Today I decided to experiment with a 10 X 200 workout and allow my body to regulate the reps. I got to #5 before I felt the drop off. Although not measurable, I felt it for sure. My effort in hitting 30" was much higher and more importantly my form broke down. I ended the run there and moved into another system focus. Starting blocks. I still suck.
The next workout I will do is going to be 20 second intervals at max velocity. I'll be using a 6 meter drop off as my a-reg cap. I'll use 6 meters to simplify this and allow myself to measure it more accurately, but 6 meters equals roughly .6 seconds (3% of 20 seconds). Once I am unable to finish within that 6 meter zone I'll be done.
Why do this? It comes down to recovery. The last time I did the Sanya workout it took a toll on me. Traveling and all that is associated with it inhibited my recovery too, but that's part of it. Had I autoregulated that session I'm confident I'd have gotten in at least two more quality sessions since. Instead I missed them. Autoregulation is helpful in making sure you don't over stress your body and CNS and by tracking and logging the results you can eventually make sessions very predictable in terms of recovery.

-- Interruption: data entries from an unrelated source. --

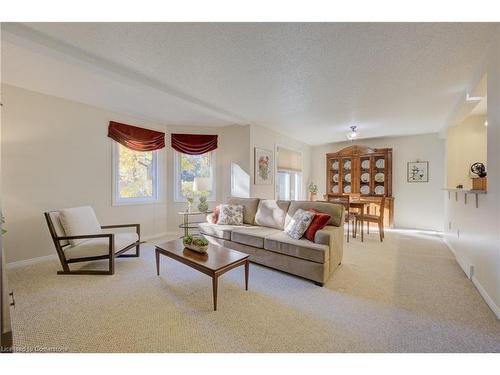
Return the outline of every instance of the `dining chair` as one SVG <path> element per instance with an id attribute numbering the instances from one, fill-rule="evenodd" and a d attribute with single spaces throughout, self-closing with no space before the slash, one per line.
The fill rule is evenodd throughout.
<path id="1" fill-rule="evenodd" d="M 350 237 L 350 223 L 352 222 L 353 225 L 355 224 L 356 217 L 354 213 L 351 212 L 350 208 L 350 196 L 348 194 L 346 195 L 339 195 L 336 197 L 331 197 L 328 196 L 328 202 L 332 203 L 340 203 L 343 204 L 345 207 L 345 223 L 347 223 L 347 242 L 349 242 L 349 237 Z M 353 230 L 353 236 L 354 236 L 354 230 Z"/>
<path id="2" fill-rule="evenodd" d="M 385 208 L 385 197 L 380 198 L 380 203 L 379 203 L 379 209 L 378 209 L 378 215 L 373 215 L 370 212 L 364 214 L 364 222 L 367 225 L 367 234 L 370 234 L 370 223 L 375 223 L 378 225 L 378 232 L 380 236 L 380 242 L 384 240 L 385 234 L 384 234 L 384 208 Z M 355 229 L 354 231 L 356 232 L 356 229 L 358 228 L 358 215 L 355 214 L 356 219 L 355 219 Z M 363 230 L 363 228 L 361 228 Z"/>

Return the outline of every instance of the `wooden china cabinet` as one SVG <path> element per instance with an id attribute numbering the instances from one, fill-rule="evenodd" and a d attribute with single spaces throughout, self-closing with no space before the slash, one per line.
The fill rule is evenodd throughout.
<path id="1" fill-rule="evenodd" d="M 370 203 L 371 212 L 377 209 L 380 197 L 385 196 L 384 222 L 392 227 L 392 148 L 353 145 L 326 154 L 326 192 L 333 197 L 359 195 Z"/>

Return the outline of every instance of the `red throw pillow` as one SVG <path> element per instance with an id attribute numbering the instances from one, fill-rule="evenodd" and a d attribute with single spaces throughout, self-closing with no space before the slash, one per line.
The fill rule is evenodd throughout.
<path id="1" fill-rule="evenodd" d="M 330 220 L 330 215 L 325 214 L 323 212 L 319 212 L 319 211 L 315 210 L 314 208 L 311 208 L 309 210 L 309 212 L 314 213 L 314 218 L 313 218 L 311 224 L 309 225 L 309 228 L 307 228 L 307 230 L 306 230 L 305 237 L 309 241 L 314 242 L 314 235 L 316 234 L 316 232 L 318 230 L 323 229 L 326 226 L 326 224 L 328 223 L 328 220 Z"/>
<path id="2" fill-rule="evenodd" d="M 212 224 L 217 224 L 219 221 L 220 206 L 215 206 L 214 216 L 212 216 Z"/>

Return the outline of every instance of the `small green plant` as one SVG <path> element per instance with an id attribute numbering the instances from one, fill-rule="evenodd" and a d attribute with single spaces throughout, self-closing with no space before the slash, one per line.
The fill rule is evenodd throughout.
<path id="1" fill-rule="evenodd" d="M 5 224 L 5 216 L 2 216 L 2 224 Z M 2 236 L 7 233 L 5 229 L 2 228 Z"/>
<path id="2" fill-rule="evenodd" d="M 316 185 L 314 182 L 311 182 L 309 184 L 309 193 L 312 193 L 312 194 L 318 193 L 318 185 Z"/>
<path id="3" fill-rule="evenodd" d="M 205 237 L 184 236 L 182 239 L 184 245 L 207 246 L 208 240 Z"/>

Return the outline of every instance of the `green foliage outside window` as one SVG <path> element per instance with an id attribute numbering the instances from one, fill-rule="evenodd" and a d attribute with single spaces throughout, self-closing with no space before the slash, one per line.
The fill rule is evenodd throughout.
<path id="1" fill-rule="evenodd" d="M 153 197 L 153 152 L 118 145 L 120 198 Z"/>
<path id="2" fill-rule="evenodd" d="M 211 154 L 187 155 L 179 154 L 181 195 L 192 197 L 195 177 L 210 177 Z"/>

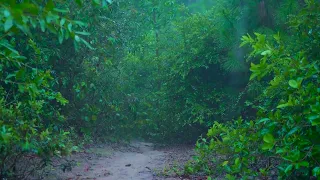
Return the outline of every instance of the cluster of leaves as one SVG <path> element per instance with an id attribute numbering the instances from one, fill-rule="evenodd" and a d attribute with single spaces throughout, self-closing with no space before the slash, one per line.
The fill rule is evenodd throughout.
<path id="1" fill-rule="evenodd" d="M 90 6 L 90 2 L 83 2 L 81 7 L 72 2 L 66 6 L 79 9 L 72 13 L 73 18 L 86 22 L 81 35 L 88 36 L 83 39 L 90 41 L 83 40 L 88 48 L 79 47 L 79 51 L 74 51 L 72 42 L 66 41 L 51 55 L 57 59 L 53 63 L 56 88 L 69 100 L 62 109 L 68 118 L 64 126 L 74 127 L 85 138 L 105 138 L 121 124 L 115 123 L 121 120 L 116 114 L 120 112 L 122 99 L 114 91 L 118 80 L 117 65 L 113 64 L 116 45 L 110 40 L 110 32 L 116 29 L 114 22 L 106 20 L 112 17 L 113 6 L 99 8 Z"/>
<path id="2" fill-rule="evenodd" d="M 59 89 L 70 101 L 63 110 L 69 118 L 66 125 L 83 136 L 113 141 L 138 132 L 134 129 L 139 123 L 140 100 L 135 91 L 143 79 L 133 75 L 134 59 L 127 53 L 138 48 L 132 44 L 140 40 L 137 27 L 143 25 L 146 16 L 137 13 L 139 4 L 144 3 L 119 0 L 106 9 L 84 5 L 75 14 L 90 24 L 85 30 L 91 33 L 90 44 L 95 49 L 70 52 L 70 43 L 63 44 L 55 70 L 61 82 Z"/>
<path id="3" fill-rule="evenodd" d="M 291 18 L 295 31 L 290 33 L 299 37 L 295 40 L 280 39 L 280 35 L 268 38 L 262 32 L 287 30 L 287 14 L 294 13 L 300 1 L 110 3 L 0 2 L 1 178 L 18 176 L 12 159 L 32 153 L 45 162 L 52 155 L 70 152 L 70 127 L 84 138 L 113 140 L 135 135 L 169 142 L 193 141 L 213 125 L 210 141 L 197 145 L 202 155 L 198 158 L 201 166 L 195 169 L 207 166 L 211 173 L 211 159 L 203 159 L 221 148 L 233 154 L 221 159 L 221 169 L 227 168 L 230 177 L 244 172 L 242 169 L 253 172 L 249 161 L 254 159 L 250 158 L 268 157 L 261 151 L 250 153 L 260 141 L 265 142 L 264 151 L 272 153 L 286 144 L 299 144 L 304 136 L 297 133 L 305 139 L 316 135 L 318 99 L 308 96 L 319 93 L 315 68 L 318 6 L 312 6 L 312 1 L 309 9 L 302 11 L 306 14 Z M 192 13 L 207 3 L 214 7 Z M 249 64 L 243 56 L 248 49 L 238 45 L 241 36 L 254 31 L 260 33 L 256 38 L 243 38 L 254 48 L 252 80 L 247 84 Z M 258 56 L 262 59 L 257 60 Z M 244 106 L 244 99 L 254 99 L 247 102 L 251 108 Z M 301 114 L 296 113 L 298 109 L 303 109 Z M 255 111 L 260 123 L 238 120 L 219 124 Z M 314 131 L 311 128 L 306 133 L 309 126 L 302 125 L 303 118 L 311 121 Z M 214 122 L 217 119 L 219 123 Z M 287 120 L 289 125 L 284 125 Z M 289 133 L 287 139 L 280 140 L 285 133 Z M 300 166 L 314 167 L 310 158 L 315 156 L 306 153 L 313 153 L 316 143 L 301 144 L 299 148 L 305 150 L 296 151 L 300 159 L 283 164 L 288 173 Z M 277 159 L 288 152 L 294 151 L 278 150 Z"/>
<path id="4" fill-rule="evenodd" d="M 243 36 L 241 45 L 252 47 L 249 58 L 256 61 L 251 81 L 267 82 L 254 103 L 257 117 L 216 122 L 198 141 L 199 155 L 186 172 L 224 172 L 227 179 L 320 177 L 319 20 L 319 2 L 306 1 L 290 17 L 291 38 Z"/>
<path id="5" fill-rule="evenodd" d="M 284 17 L 299 5 L 221 0 L 206 12 L 191 13 L 207 1 L 132 2 L 128 9 L 148 21 L 132 20 L 144 31 L 124 50 L 124 91 L 139 100 L 136 125 L 143 136 L 176 141 L 192 141 L 214 120 L 254 115 L 244 100 L 255 98 L 263 83 L 248 84 L 250 65 L 243 60 L 248 50 L 239 48 L 241 36 L 284 29 Z"/>
<path id="6" fill-rule="evenodd" d="M 241 103 L 233 105 L 246 85 L 248 68 L 233 55 L 232 40 L 224 41 L 220 33 L 221 9 L 192 14 L 177 1 L 134 2 L 126 8 L 139 12 L 132 23 L 143 31 L 135 32 L 136 40 L 124 49 L 121 78 L 124 92 L 137 98 L 133 114 L 140 134 L 192 141 L 213 119 L 239 115 Z M 237 33 L 237 28 L 223 29 Z"/>
<path id="7" fill-rule="evenodd" d="M 77 31 L 85 24 L 68 14 L 65 1 L 0 2 L 1 179 L 28 176 L 34 169 L 18 166 L 27 154 L 46 164 L 51 156 L 71 151 L 69 132 L 61 129 L 65 116 L 60 113 L 68 100 L 56 91 L 50 51 L 41 44 L 72 39 L 76 48 L 79 43 L 90 47 L 81 37 L 88 33 Z"/>

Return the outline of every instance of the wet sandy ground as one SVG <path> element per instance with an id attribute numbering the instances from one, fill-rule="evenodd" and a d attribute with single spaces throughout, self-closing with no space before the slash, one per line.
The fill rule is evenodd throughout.
<path id="1" fill-rule="evenodd" d="M 132 144 L 138 152 L 116 152 L 108 161 L 108 177 L 102 179 L 153 179 L 153 170 L 161 168 L 164 152 L 153 149 L 150 143 L 135 142 Z"/>
<path id="2" fill-rule="evenodd" d="M 71 171 L 50 169 L 44 179 L 61 180 L 178 180 L 170 168 L 183 165 L 193 154 L 192 146 L 155 148 L 152 143 L 132 142 L 126 147 L 101 145 L 70 157 Z M 163 176 L 171 174 L 171 177 Z"/>

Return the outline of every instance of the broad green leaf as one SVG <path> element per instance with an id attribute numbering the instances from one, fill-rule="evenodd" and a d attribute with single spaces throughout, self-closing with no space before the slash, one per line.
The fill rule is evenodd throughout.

One other way that I use a-reg with my athletes is on their long runs. It's not uncommon for me to put a long run as something like 10-18 miles. Pretty vague. But my notes on that sessions will say to let your body decide the distance. Don't force it. Let the miles come to you and don't chase the numbers. Once you begin to feel a loss in mechanics then head home. A loss in mechanics (poor knee lift, weak support in lower legs, plodding basically) is a sign that you have stressed your body adequately and anything more is a) probably not making you fitter and b) increasing your risk of injury. Again, I'm not positive that this concept truly fits into the original definition of autoregulation but I think it's close enough. It's still hitting at the heart of it.